Al lavoratore cui sia stato richiesto un lavoro eccedente la tollerabilità, per eccessiva durata o eccessiva onerosità dei ritmi, e che lamenti un inesatto adempimento del datore rispetto all'obbligo di sicurezza, è tenuto ad allegare rigorosamente tale inadempimento, dovendo evidenziare, a tal fine, i relativi fattori di rischio.
Questi, esemplificativamente, possono consistere in modalità qualitative improprie, per ritmi o quantità di produzione insostenibili, o in misure temporali eccedenti i limiti previsti dalla normativa o comunque irragionevoli.
E' a carico del datore di lavoro, invece, la dimostrazione della normalità, congruità o tollerabilità dei carichi di lavoro assegnati o della sussistenza di una diversa causa a sé non imputabile.
In tale contesto, non si può imporre al lavoratore di individuare la violazione di una specifica norma prevenzionistica, soprattutto quando, adducendo la ricorrenza di prestazioni oltre la tollerabilità, è in sé dedotto un inesatto adempimento all’obbligo di sicurezza, indubbiamente onnicomprensivo, che non necessita di altre specificazioni, pur traducendosi poi esso anche in violazione di disposizioni antinfortunistiche.
Sono i principi affermati dalla giurisprudenza di legittimità, per come richiamati dalla Corte di cassazione nel testo dell'ordinanza n. 6008 del 28 febbraio 2023, pronunciata in accoglimento, con rinvio, del ricorso presentato da un dirigente medico, contro la decisione di rigetto della richiesta di risarcimento danni dallo stesso avanzata nei confronti dell'azienda datrice di lavoro.

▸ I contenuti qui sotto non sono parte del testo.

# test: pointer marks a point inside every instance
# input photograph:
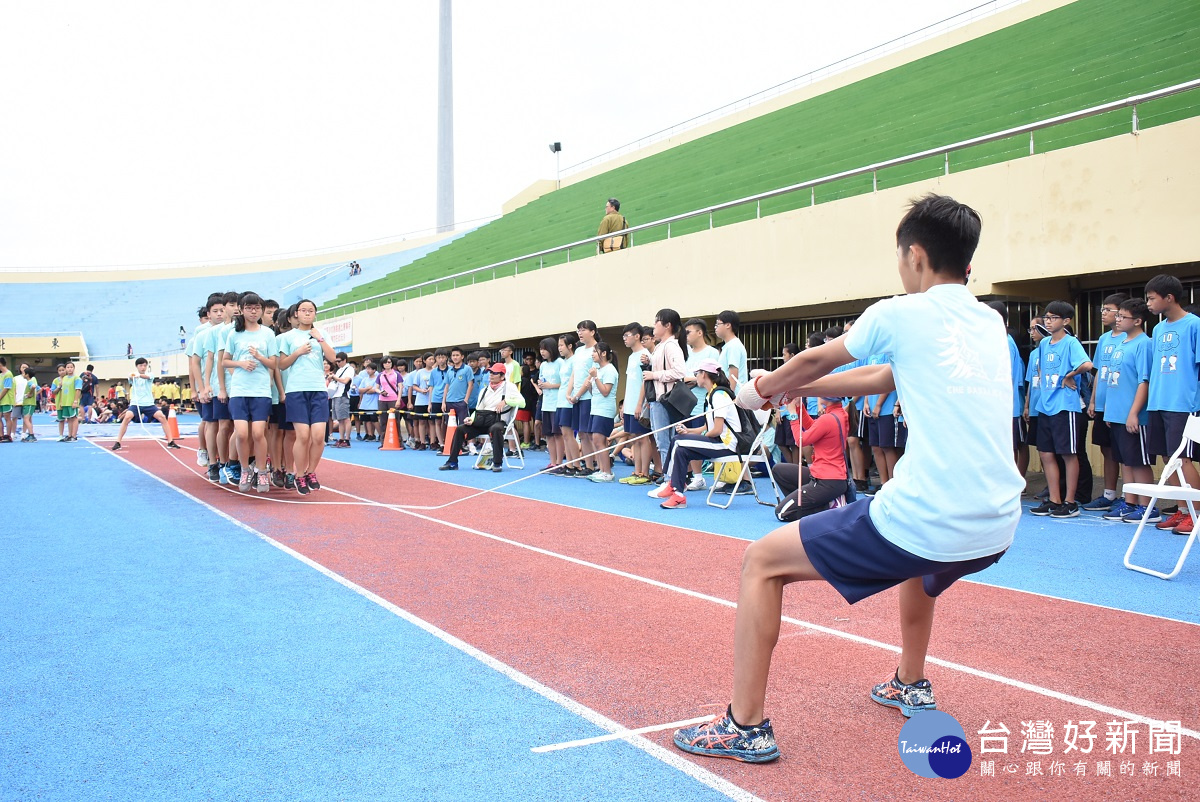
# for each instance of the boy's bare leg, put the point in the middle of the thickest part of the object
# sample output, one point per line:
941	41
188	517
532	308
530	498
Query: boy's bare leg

Quest'ultima era stata convenuta in quanto ritenuta responsabile, ai sensi dell’art. 2087 c.c., del danno biologico conseguente all’infarto del miocardio subito dal dottore a causa della situazione di sottodimensionamento dell’organico, situazione che l’aveva costretto, per molti anni, a ritmi e turni di lavoro intollerabili.

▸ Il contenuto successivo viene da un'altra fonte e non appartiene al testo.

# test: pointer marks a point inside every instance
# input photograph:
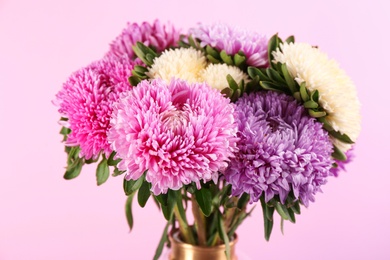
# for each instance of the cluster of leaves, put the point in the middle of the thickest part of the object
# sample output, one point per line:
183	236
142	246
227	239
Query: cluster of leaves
216	213
277	78
75	163
286	211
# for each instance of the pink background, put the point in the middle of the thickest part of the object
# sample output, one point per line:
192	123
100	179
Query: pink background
42	216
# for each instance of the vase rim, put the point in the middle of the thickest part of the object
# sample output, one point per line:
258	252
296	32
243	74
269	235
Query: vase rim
174	237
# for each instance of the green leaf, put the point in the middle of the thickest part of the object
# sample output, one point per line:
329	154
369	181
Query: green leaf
212	59
275	76
129	211
271	86
296	208
134	80
310	104
282	210
289	79
223	235
74	170
117	172
204	199
238	59
102	172
297	96
326	124
315	96
316	114
243	201
167	202
64	131
140	69
268	218
303	91
192	42
150	58
228	92
226	58
213	52
163	240
273	44
111	161
253	72
291	214
130	186
338	154
143	193
232	83
290	39
342	137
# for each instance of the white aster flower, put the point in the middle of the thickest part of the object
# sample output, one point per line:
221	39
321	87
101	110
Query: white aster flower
215	75
179	63
337	92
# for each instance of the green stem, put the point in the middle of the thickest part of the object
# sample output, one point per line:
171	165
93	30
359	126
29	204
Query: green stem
200	222
185	230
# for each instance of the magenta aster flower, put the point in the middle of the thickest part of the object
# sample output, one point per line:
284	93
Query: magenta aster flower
233	40
281	149
178	132
86	100
157	35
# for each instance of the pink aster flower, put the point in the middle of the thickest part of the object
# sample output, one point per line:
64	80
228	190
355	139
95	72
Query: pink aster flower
178	132
233	40
86	100
157	35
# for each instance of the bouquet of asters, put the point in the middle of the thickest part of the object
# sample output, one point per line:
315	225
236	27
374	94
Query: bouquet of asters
210	123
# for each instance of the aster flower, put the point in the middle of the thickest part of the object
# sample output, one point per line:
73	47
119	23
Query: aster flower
86	100
337	93
233	40
215	75
157	35
282	149
181	63
178	132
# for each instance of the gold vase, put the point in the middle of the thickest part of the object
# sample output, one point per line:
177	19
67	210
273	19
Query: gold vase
184	251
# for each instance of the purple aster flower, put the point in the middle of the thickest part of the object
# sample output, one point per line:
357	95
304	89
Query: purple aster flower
157	35
86	100
179	132
281	149
233	40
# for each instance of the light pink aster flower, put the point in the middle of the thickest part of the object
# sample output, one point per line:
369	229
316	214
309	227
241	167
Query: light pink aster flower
179	132
158	35
233	40
86	100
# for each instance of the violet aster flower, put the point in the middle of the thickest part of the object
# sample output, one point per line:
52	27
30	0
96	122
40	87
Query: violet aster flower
86	100
281	149
179	132
233	40
158	35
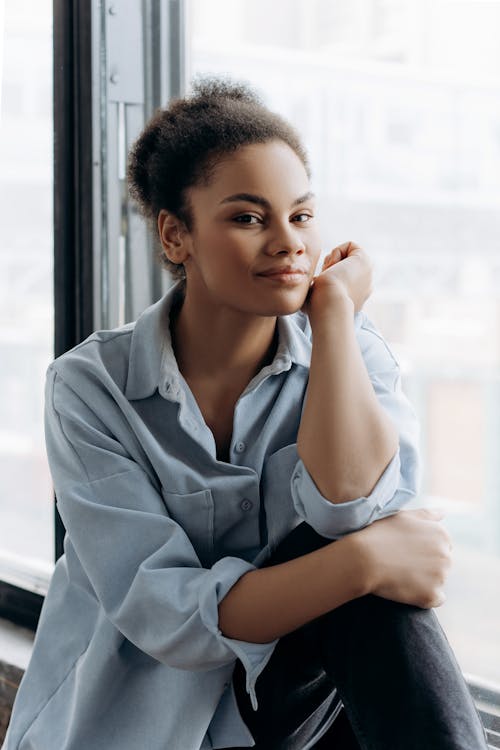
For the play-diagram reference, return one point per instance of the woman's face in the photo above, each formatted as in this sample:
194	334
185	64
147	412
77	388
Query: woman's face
255	243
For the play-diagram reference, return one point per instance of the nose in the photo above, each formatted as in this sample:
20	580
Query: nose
286	240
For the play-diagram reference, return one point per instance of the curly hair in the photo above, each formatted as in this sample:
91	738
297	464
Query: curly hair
181	144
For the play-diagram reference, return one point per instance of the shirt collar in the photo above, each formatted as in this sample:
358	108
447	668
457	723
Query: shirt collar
152	363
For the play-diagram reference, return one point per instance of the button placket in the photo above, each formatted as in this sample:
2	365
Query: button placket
239	446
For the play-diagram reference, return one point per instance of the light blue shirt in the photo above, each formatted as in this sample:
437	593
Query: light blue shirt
128	653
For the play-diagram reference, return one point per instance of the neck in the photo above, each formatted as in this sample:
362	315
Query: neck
219	343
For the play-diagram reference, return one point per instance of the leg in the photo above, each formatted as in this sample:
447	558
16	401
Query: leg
398	677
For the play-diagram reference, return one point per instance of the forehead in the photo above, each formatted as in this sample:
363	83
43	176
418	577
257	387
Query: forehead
271	169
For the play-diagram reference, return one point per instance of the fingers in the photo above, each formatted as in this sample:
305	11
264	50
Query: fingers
341	252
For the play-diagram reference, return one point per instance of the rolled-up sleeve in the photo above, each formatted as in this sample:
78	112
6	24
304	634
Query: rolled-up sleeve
141	564
399	482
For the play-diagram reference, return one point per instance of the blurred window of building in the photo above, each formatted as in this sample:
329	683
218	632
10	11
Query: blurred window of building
26	298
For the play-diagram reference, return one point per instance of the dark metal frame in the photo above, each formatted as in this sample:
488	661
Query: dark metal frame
73	279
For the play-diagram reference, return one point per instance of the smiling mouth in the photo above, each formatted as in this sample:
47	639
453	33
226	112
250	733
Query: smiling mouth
285	275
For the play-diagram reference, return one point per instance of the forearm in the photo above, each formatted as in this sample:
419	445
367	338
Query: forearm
270	602
345	439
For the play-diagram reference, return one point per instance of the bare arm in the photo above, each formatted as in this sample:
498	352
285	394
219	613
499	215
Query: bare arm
269	602
345	438
404	557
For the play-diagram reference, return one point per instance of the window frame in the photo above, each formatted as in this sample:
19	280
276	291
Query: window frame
72	191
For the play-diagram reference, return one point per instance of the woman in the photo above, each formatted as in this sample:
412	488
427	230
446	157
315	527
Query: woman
236	571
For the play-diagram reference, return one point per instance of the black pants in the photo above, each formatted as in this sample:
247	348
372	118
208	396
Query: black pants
388	665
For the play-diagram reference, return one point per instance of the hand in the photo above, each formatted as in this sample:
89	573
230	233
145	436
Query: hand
408	556
347	274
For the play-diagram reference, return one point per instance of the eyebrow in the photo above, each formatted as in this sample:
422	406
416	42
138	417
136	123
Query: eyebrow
261	201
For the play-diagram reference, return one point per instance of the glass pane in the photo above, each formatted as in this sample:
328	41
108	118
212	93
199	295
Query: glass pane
399	104
26	308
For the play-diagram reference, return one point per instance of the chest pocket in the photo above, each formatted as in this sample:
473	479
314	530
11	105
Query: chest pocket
280	511
195	513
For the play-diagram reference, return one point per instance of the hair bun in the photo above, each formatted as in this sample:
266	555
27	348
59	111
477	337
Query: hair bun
208	88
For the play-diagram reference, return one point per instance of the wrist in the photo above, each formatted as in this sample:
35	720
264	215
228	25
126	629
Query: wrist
366	567
336	305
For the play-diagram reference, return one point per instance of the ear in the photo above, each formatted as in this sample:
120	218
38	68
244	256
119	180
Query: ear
173	236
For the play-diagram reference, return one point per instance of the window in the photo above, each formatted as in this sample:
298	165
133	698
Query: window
26	268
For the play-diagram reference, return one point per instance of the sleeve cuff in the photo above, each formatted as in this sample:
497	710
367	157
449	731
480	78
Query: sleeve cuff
335	520
254	656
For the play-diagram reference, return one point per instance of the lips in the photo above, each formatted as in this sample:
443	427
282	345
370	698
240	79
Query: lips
284	271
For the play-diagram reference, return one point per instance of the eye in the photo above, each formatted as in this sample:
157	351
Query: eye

Il Tribunale, in funzione di giudice del lavoro, ne aveva respinto la domanda, escludendo la responsabilità dell’ASL sull'assunto secondo cui quest'ultima non aveva il potere di aumentare l’organico e di assumere altri medici, né di rifiutare ricoveri e prestazioni ai pazienti.
Tali conclusioni erano state confermate anche dalla Corte d'appello che aveva respinto l'atto di gravame promosso dal sanitario.

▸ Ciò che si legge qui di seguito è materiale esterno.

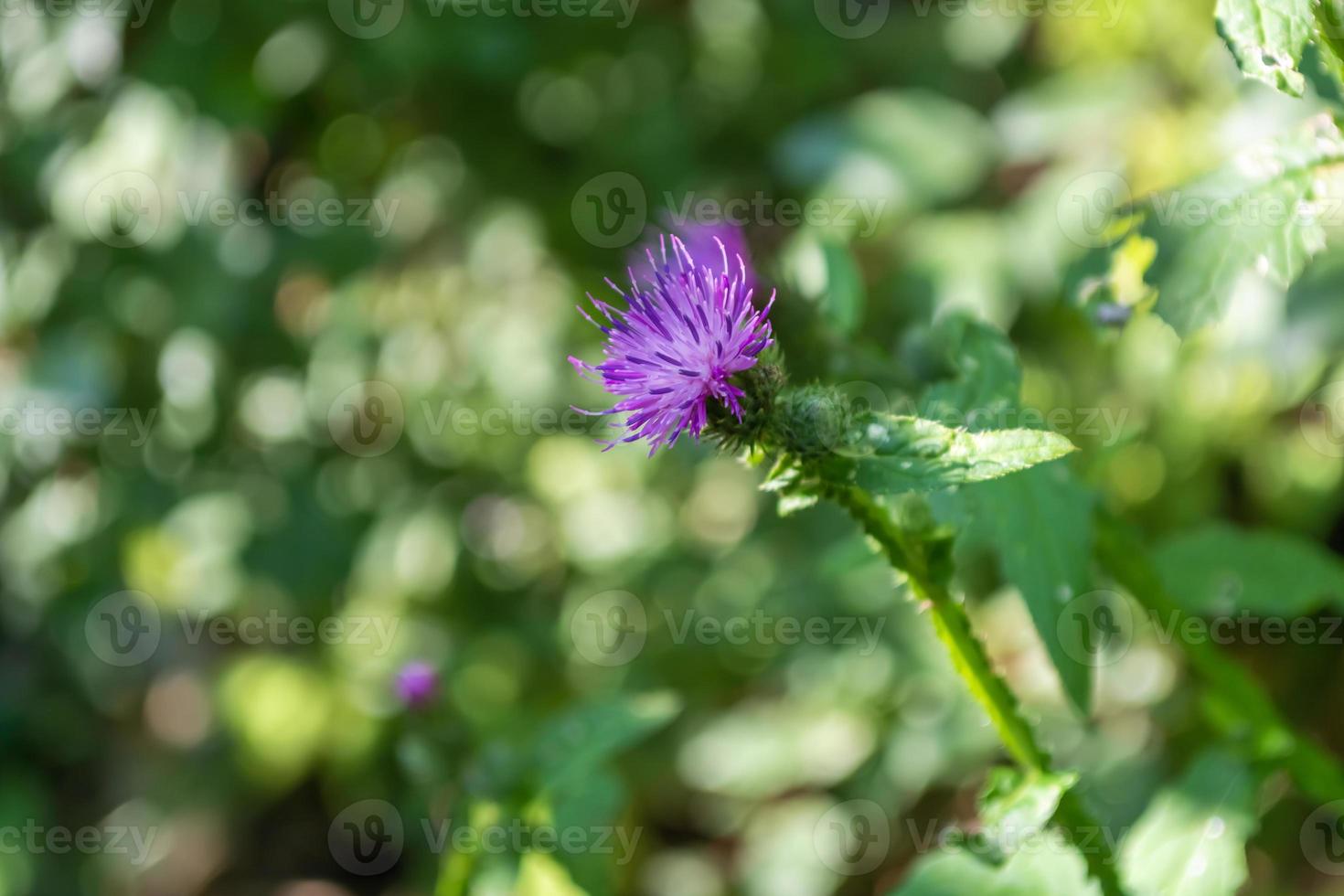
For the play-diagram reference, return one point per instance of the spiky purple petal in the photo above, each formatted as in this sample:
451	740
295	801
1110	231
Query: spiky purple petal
679	340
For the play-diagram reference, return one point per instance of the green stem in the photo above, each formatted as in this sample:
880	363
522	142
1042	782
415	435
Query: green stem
972	664
1238	693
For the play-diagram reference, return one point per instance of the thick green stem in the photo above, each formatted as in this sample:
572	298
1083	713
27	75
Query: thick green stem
972	664
1240	696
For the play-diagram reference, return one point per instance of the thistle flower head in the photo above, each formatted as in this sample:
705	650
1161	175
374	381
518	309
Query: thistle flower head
682	337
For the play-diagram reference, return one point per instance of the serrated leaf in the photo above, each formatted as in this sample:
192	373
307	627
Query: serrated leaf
1040	526
1018	806
1191	841
1267	39
1218	570
1038	523
892	454
1267	211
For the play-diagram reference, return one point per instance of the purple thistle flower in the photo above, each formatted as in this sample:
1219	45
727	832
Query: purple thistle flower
417	683
703	242
677	344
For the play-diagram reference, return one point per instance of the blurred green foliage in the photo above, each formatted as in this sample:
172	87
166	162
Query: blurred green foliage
157	272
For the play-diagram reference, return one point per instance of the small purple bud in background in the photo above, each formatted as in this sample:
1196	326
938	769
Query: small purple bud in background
417	683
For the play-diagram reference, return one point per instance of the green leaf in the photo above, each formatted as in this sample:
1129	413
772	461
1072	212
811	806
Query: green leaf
929	148
1040	526
1018	806
581	741
1038	523
1191	841
591	804
1267	211
823	271
987	380
1267	39
894	454
1044	872
843	301
1218	569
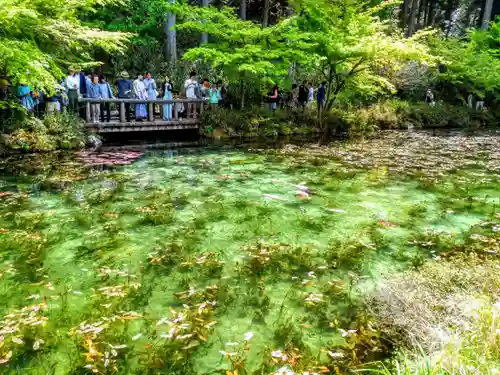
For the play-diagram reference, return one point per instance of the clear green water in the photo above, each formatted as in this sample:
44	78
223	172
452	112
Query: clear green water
226	238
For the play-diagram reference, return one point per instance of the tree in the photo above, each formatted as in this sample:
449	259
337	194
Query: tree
472	64
171	34
243	9
241	49
338	40
345	41
41	38
204	36
488	6
265	18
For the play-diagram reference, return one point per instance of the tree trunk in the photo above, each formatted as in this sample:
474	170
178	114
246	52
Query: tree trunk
420	15
430	14
265	19
412	19
488	5
426	10
452	6
404	13
171	33
243	9
242	94
204	36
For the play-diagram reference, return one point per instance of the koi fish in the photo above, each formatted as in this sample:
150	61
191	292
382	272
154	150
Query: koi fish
302	194
274	197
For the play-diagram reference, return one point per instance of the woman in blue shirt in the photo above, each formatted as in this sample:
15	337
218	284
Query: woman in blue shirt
106	93
167	95
150	86
94	92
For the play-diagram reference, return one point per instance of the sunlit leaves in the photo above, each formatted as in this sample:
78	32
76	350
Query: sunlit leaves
41	38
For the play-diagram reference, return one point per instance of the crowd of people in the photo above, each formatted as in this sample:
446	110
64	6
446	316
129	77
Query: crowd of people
144	87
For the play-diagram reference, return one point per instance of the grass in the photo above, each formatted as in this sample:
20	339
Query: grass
473	351
157	267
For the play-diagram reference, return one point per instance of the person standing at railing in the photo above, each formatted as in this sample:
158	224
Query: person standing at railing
191	87
214	94
72	84
106	93
124	87
167	95
140	93
94	91
150	87
25	96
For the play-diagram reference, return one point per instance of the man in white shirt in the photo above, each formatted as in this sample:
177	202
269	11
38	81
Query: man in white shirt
191	86
72	83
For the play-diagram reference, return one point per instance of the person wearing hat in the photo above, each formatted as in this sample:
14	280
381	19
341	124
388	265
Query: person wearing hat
124	87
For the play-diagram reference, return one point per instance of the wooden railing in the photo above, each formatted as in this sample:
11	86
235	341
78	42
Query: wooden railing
155	115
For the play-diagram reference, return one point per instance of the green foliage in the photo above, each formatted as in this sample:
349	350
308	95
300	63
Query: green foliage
58	131
40	38
471	63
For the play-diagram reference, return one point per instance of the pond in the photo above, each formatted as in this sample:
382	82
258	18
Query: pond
215	259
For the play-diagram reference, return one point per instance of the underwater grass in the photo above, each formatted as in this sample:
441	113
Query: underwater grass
241	262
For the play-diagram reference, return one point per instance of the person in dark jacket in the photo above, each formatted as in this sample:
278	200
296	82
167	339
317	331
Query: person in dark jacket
106	93
321	96
303	94
124	88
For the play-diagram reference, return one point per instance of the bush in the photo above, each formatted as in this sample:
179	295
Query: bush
424	307
58	131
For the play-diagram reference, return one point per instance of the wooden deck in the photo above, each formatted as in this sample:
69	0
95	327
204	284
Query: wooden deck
153	122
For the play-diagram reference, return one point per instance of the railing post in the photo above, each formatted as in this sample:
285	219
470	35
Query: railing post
151	114
122	112
87	112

Il verdetto, tuttavia, è stato ribaltato in sede di legittimità.
Secondo la Suprema corte, la Corte territoriale aveva errato nel pretendere dall’attore l’indicazione di ben determinate norme di sicurezza, essendo idonea e sufficiente, a dimostrazione della nocività dell’ambiente di lavoro, l’allegazione e la prova dello svolgimento prolungato di prestazioni eccedenti un normale e tollerabile orario lavorativo.